Reynolds regaled us with images of what had been in America (specifically a lively Detroit of the 1920’s) followed by the somewhat cliche example of General Motors’ Futurama which encouraged the U.S. (and also the Canadians apparently) to separate out road uses.

This led to the exclusively car-infested streets devoid of pedestrian and bicycle use that so many of us became accustomed to. She ended with a picture of present-day Market Street in her former workplace, filled not only with Electric Trolleybuses, a Peter Witt streetcar from Milan but, most prominently, a throng of bicyclists.

In the later Q&A portion, she observed that Los Angeles had a greater amount of philanthropic advocacy than the Bay Area, and she hoped to capitalize on this. Her parting line? "Change is constant when it comes to streets, and there are no rules that we can't rewrite"


Avital Shavit of Metro explained how after surveying the users of their rail transit lines (and the “as good as rail, only cheaper” Orange Line) Metro found that 91% had reached the station on foot, wheelchair, bike and bus. Only 9% parked their car at a station.

She explained, as most readers here will certainly know, how Metro is working to extend the reach of transit and safe routes to those new stations. She added that Metro is working to fund future CicLAvia events elsewhere in Los Angeles County.

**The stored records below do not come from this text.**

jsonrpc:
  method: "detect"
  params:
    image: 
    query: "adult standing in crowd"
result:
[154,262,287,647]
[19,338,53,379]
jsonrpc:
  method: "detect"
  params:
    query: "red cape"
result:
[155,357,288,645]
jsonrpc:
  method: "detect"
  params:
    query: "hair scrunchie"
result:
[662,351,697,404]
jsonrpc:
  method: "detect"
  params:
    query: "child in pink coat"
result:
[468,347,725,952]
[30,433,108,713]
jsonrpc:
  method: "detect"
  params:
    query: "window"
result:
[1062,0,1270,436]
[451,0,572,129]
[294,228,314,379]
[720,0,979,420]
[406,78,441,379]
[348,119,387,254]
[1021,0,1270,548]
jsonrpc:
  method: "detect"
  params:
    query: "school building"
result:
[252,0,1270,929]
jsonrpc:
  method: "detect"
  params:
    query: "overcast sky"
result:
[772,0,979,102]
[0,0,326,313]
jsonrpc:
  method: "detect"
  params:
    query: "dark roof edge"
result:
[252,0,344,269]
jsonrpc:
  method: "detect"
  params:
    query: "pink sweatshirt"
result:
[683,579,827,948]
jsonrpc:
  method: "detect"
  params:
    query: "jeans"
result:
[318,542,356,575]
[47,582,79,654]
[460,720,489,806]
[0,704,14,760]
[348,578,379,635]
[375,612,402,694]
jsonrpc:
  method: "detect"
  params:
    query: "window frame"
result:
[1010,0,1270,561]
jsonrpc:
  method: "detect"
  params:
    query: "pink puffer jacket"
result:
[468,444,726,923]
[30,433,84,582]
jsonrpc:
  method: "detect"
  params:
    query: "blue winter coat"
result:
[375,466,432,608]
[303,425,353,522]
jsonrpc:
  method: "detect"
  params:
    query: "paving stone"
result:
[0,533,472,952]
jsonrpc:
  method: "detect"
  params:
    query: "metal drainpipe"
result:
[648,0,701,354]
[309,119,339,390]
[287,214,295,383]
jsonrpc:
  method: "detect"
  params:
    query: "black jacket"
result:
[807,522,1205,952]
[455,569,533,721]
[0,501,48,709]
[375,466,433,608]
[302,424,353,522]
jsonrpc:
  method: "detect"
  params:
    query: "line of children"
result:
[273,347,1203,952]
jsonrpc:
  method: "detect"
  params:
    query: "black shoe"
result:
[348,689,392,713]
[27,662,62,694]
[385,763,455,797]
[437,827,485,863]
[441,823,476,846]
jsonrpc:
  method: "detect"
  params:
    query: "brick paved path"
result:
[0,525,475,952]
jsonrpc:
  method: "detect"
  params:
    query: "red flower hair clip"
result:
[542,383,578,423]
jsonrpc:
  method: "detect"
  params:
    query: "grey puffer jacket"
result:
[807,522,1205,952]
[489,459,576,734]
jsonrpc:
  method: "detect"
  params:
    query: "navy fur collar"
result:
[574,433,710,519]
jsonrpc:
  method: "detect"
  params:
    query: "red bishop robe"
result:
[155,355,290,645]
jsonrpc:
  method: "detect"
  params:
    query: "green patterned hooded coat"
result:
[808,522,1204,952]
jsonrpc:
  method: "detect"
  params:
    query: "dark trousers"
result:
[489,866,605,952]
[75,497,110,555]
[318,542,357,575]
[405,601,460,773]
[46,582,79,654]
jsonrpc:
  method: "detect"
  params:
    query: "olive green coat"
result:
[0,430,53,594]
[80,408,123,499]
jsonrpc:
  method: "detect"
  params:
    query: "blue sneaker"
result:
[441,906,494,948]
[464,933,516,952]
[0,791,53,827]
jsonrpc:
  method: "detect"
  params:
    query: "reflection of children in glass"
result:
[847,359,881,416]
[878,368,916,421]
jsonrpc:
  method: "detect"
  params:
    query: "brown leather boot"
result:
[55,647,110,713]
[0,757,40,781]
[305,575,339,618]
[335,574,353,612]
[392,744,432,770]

Jen Klausner, who was able to make the first presentation with amplification, gave us an overview of what the Los Angeles County Bicycle Coalition has done to where it can go with the continuing support of its members. Bicycle counts are a vital piece of the data puzzle in creating a city where one mode does not dominate over others, as has been permitted in the past. It is the LACBC bike count data and work with the city that has fostered so very many of the dramatic changes seen in recent years.

Deborah Murphy of Los Angeles Walks was as relentless as always. She reminded the audience that, while walkers are 22% of mode share in the city where “Nobody Walks”, they are 39% of traffic fatalities. Even when combining money set-aside for bicycle and pedestrian infrastructure, "active transportation" gets less than 1% of funding. She reminded us that CicLAvia is also a walking event, and left us with Louis Kahn’s observation that “the street is a room by agreement."

Last to present was Tafarai Bayne, who explained what the impact of changing pedestrian and bicycle policies and attitudes meant for South Los Angeles.

He reminded us that change for these communities had not always been beneficial and that it had to be implemented with first-hand experience, rather than via a GIS program created at City Hall. Bayne also discussed how presently-open lots were being re-imagined so that they might become more useful places to their neighborhoods in the future, including housing. He warned us of the potential trend of rich-door/poor-door development and closed by saying, “If we can’t build places where [all economic classes] of people can hang out, we’re done.”

What I took from this presentation and the follow-up Q&A was a sense that Los Angeles is about to make a major transition in the way it thinks about its mobility and its streets. I suppose we who read Streetsblog Los Angeles know that already, but when the incoming head of the agency that created so much of the environment (and inspired other municipalities to do likewise) says the rules are going to be changed, hold on tight.